普通基因组变异的等位基因的非随机分布产生单倍型，这是医学和群体遗传研究的基础。因此，具有不同共发生等位基因的蛋白质编码基因可以编码不同的氨基酸序列:蛋白质单倍型。这些蛋白质单倍型存在于生物样品中，可以通过质谱法检测到，但在蛋白质组学搜索中没有考虑到。因此，单倍型变异对蛋白质组学搜索结果的影响，以及单倍型特异性肽的可发现性仍然未知。在这里，我们研究了常见的遗传单倍型如何影响蛋白质组学搜索空间，并研究了将含有多个氨基酸取代的肽与公开可用的质谱数据集相匹配的可能性。我们发现，在9.96%的由普通单倍型编码的氨基酸替换中，经过蛋白质单倍型的胰蛋白酶消化后，同一肽可能同时发生两个或两个以上的替换。我们鉴定了342个与这些多变异肽相匹配的光谱，在鉴定的4251个氨基酸取代中，6.63%被多变异肽覆盖。然而，评估这些匹配的可靠性仍然具有挑战性，这表明需要改进错误率估计程序来进行这种复杂的蛋白质组学搜索。随着这些技术的发展和分析蛋白质单倍型的能力的提高，我们预计蛋白质组学将为跨组织和跨时间的共同变异的后果提供新的信息。
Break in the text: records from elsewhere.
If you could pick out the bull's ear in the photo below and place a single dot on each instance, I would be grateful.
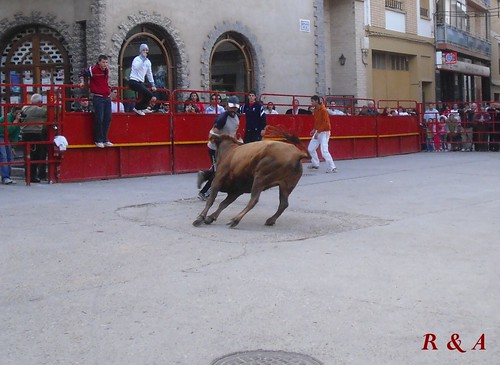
(217, 140)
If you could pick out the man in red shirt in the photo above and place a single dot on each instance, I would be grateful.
(98, 76)
(320, 135)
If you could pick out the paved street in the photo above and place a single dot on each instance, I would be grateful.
(361, 266)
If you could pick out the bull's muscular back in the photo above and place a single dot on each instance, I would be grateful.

本文章由计算机程序翻译，如有差异，请以英文原文为准。

求助全文

约1分钟内获得全文去求助

来源期刊

GigaScience MULTIDISCIPLINARY SCIENCES-

CiteScore

15.50

自引率

1.10%

发文量

119

审稿时长

1 weeks

期刊介绍： GigaScience seeks to transform data dissemination and utilization in the life and biomedical sciences. As an online open-access open-data journal, it specializes in publishing "big-data" studies encompassing various fields. Its scope includes not only "omic" type data and the fields of high-throughput biology currently serviced by large public repositories, but also the growing range of more difficult-to-access data, such as imaging, neuroscience, ecology, cohort data, systems biology and other new types of large-scale shareable data.